Tommy Joe Tidwell, 35, of Dayton, Ohio, pleaded guilty to three felony counts, including conspiracy to use unauthorized access devices, use of unauthorized access devices and mail and wire fraud. He faces a maximum prison sentence of 40 years. Sentencing is scheduled for January.
According to prosecutors, Tidwell created fraudulent UPC bar code labels on his home PC and then directed conspirators to place them on goods being sold in stores in Ohio, Illinois, Indiana, Pennsylvania, and Texas. The doctored labels allowed the conspirators to buy the items for a fraction of the real price.
Tidwell then sold the items on eBay, using the user id TJTMiss.
He is the second defendant in the case to plead guilty. David J. Lombardo, 44, pleaded guilty in September to one count of conspiracy to use unauthorized access devices and one count of use of unauthorized access devices. Charges are still pending against two others accused of taking part in the conspiracy.

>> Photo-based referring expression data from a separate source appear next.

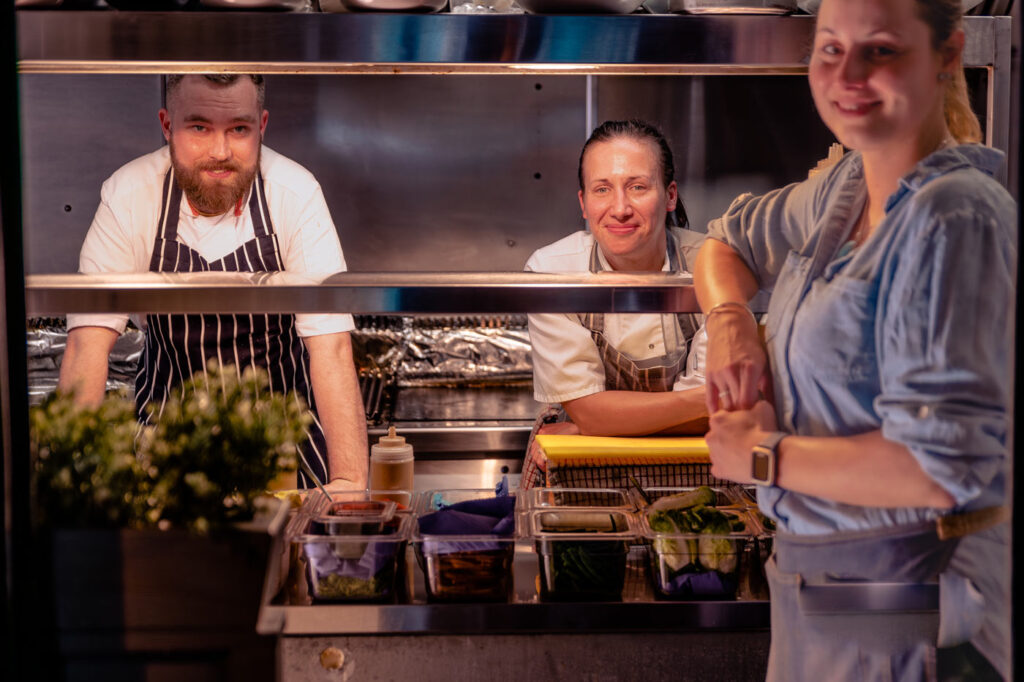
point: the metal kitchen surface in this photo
(151, 42)
(359, 292)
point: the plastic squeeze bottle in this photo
(391, 467)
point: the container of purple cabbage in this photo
(465, 543)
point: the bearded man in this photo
(214, 199)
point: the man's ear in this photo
(165, 123)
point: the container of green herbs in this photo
(354, 566)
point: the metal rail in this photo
(359, 293)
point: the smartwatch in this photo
(764, 458)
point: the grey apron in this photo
(865, 605)
(621, 372)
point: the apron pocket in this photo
(962, 610)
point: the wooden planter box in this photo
(154, 605)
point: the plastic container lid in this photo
(391, 448)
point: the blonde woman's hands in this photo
(731, 437)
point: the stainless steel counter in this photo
(359, 292)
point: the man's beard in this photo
(209, 196)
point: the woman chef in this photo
(620, 374)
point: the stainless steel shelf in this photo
(359, 293)
(488, 619)
(359, 43)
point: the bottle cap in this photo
(391, 448)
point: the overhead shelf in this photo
(310, 43)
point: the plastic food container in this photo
(354, 567)
(464, 566)
(354, 517)
(582, 553)
(604, 498)
(404, 501)
(723, 497)
(698, 565)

As was the case with an airport baggage handler charged with stealing passengers' stuff, Tidwell's eBay account enjoyed a stellar reputation. Out of 522 comments left, only four were negative, giving him a positive feedback rating of 99.2.
Typical of the remarks was this one: "Excellent product!!! Great Price!! and Fast Shipping. Highly Recomend!!!"
The score would probably be higher were it not for the work of the FBI and local law enforcement. On July 2, one eBay buyer complained: "Never answered e-mails,never shipped item, had to complain to get money back." Exactly one week later, Tidwell was indicted. ®
@ wayne & his onions
I'd do it just to see the reaction....
"Place your cucumber on the belt."
"Place your KY jelly on the belt"
As kids we use to get dragged along on Saturday mornings for the weekly shop - not especially enjoyable for an 8 year old. We used to liven it up (pre barcode days) by swapping the plain, simple price tags round on items - a particular pleasure on the high value items like a joint of beef. Since the shelves then were not generally marked with the item price, there was no easy reference for prospective buyers (or staff) as to what the price actually was. To sow further confusion, you'd make sure you did half the jars of jam on one shelf, say. We didn't pass these savings on to our parents, as that would have entailed some impact therapy.
In later life, while temporarily incarcerated in an especially nasty corner of the US, a nice trick to make a bit of cash used to be to buy something in one shop, then go to another that sold the identical item at a higher rate to get a refund. Back then you didn't generally need a receipt for low value items to return them and get a refund, and there were no constantly updated stock records. Kmart and Target were favourites as they'd both carry a lot of identical items, often with wildly varying prices - you could comfortably double 20 USD for the sake of half an hour's effort and a 10 minute drive on one item alone. While doubtless illegal, it had the advantage of being virtually unprovable in the days before CCTV, and since shafting others seems integral to the American Dream, it was largely guilt free.
Place your Onions on the belt.
Local supermarket with self service lanes, after each item is scanned or weighed a loud announcement is made, "Place your onions [or whatever item] on the belt." The overseer looks over and notes, yup, onions.